The following is a summary of “Unexplained hypothermia is associated with bacterial infection in the Emergency Department,” published in the September 2023 issue of Emergency Medicine by Baisse, et al.
The early detection and treatment of bacterial infections can significantly improve patient outcomes. In the emergency department (ED), a patient’s body temperature is an important diagnostic and prognostic marker for infections. For a study, researchers sought to assess the prevalence of community-acquired bacterial infections and evaluate the diagnostic accuracy of traditional biological markers in patients who present to the ED with hypothermia.
The retrospective, single-center study occurred over one year before the COVID-19 pandemic. Adult patients admitted to the ED with hypothermia (body temperature < 36.0 °C) were included. Patients with a clear cause of hypothermia and those with viral infections were excluded. Infection diagnosis was based on predefined criteria: presence of a potential source of infection, microbiology data, and patient response to antibiotic therapy. The study analyzed the association between traditional biomarkers (white blood cells, lymphocytes, C-reactive protein [CRP], Neutrophil to Lymphocyte Count Ratio [NLCR]) and underlying bacterial infections using univariate and multivariate (logistic regression) analyses. Receiver operating characteristic curves were used to determine threshold values offering each biomarker’s best sensitivity and specificity.
Of 490 patients admitted with hypothermia, 281 were excluded due to specific causes or viral infections. The study focused on 209 patients (108 men, mean age: 73 ± 17 years). Bacterial infections were diagnosed in 59 patients (28%) and were primarily caused by Gram-negative microorganisms (68%).

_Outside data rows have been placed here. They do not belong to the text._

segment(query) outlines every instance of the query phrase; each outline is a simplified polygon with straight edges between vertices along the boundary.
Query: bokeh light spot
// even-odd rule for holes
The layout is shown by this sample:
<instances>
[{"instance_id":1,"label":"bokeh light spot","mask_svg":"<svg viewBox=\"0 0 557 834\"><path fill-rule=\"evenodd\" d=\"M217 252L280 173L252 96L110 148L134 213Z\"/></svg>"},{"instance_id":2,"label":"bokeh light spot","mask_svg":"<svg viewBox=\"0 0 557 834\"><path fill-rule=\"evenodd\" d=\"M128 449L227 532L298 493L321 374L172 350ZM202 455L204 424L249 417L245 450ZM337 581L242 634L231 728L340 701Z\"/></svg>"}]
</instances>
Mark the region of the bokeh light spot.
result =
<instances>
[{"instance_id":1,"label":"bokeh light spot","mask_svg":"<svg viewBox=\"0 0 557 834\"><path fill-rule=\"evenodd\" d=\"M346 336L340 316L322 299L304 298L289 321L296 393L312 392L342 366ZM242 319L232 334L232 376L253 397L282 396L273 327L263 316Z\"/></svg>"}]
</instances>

CRP had an area under the curve (AUC) of 0.82 with a confidence interval (CI) between 0.75 and 0.89. The AUC for leukocyte, neutrophil, and lymphocyte counts was 0.54 (CI: 0.45–0.64), 0.58 (CI: 0.48–0.68), and 0.74 (CI: 0.66–0.82), respectively. The AUC for NLCR and quick Sequential Organ Failure Assessment (qSOFA) was 0.70 (CI: 0.61–0.79) and 0.61 (CI: 0.52–0.70), respectively. The multivariate analysis identified CRP ≥ 50 mg/L (OR: 9.39; 95% CI: 3.91–24.14; P < 0.01) and NLCR ≥10 (OR: 2.73; 95% CI: 1.20–6.12; P = 0.02) as independent variables associated with the diagnosis of underlying bacterial infection.
Community-acquired bacterial infections accounted for one-third of diagnoses in patients presenting to the ED with unexplained hypothermia. CRP levels and NLCR were valuable for diagnosing the causative bacterial infection.